Abstract: The recognition of microbes or microbial products by leukocytes is a key event in innate immunity. Binding of microbial products to cell surface receptors on phagocytes induce a response that includes the production of inflammatory mediators. One such mediator is the cytokine tumour necrosis factor alpha (TNF). TNF is a pleotropic cytokine with actions ranging from tissue injury to septic chock. This thesis is based on studies performed with the use of different stimuli (either bacteria, the bacterial product LPS or direct activators of protein kinases) which induce TNF production in cells of the monocytic lineage. The main focus has been to study the signal transduction pathway regulating TNF expression.

Dexamethasone, a synthetic glucocorticoid, inhibits bacteria-induced TNF production in mouse macrophages. Effects on TNF expression when cells are pretreated with dexamethasone are a decrease in gene transcription as well as posttranscriptional inhibition. Okadaic acid, a protein phosphatase inhibitor, seems to overcome the posttranscriptional inhibition exerted by dexamethasone when TNF expression is induced.

The posttranscriptional regulation of TNF was further studied in human monocytic THP-1 cells. THP-1 cells express TNF mRNA when unstimulated, but produce no TNF protein. Induction of TNF production can be achieved by activation of the classical MAP kinase or p38 MAP kinase pathways without any significant change in gene transcription.

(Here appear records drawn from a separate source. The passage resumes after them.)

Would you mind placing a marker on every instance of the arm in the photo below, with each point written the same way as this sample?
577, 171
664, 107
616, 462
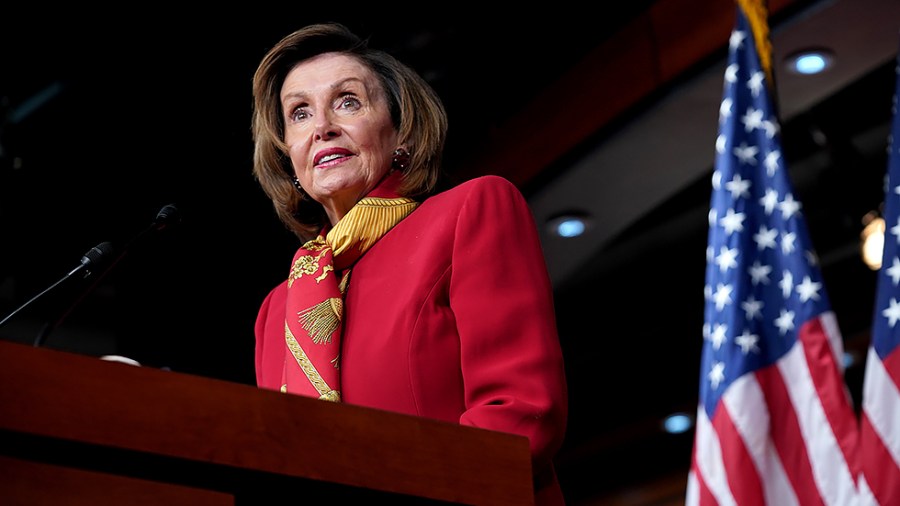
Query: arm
502, 297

TNF mRNA expression is not detectable in primary mouse macrophages but when challenged with LPS, TNF mRNA and subsequent protein production increases. TNF production is regulated both at the level of gene transcription and translation of the transcripts. The kinase Mnk1, activated by ERK and/or p38, phosphorylates the translation initiation factor eIF4E and this correlates with TNF production. A proposed signalling pathway to translational regulation of TNF in mouse macrophages is presented.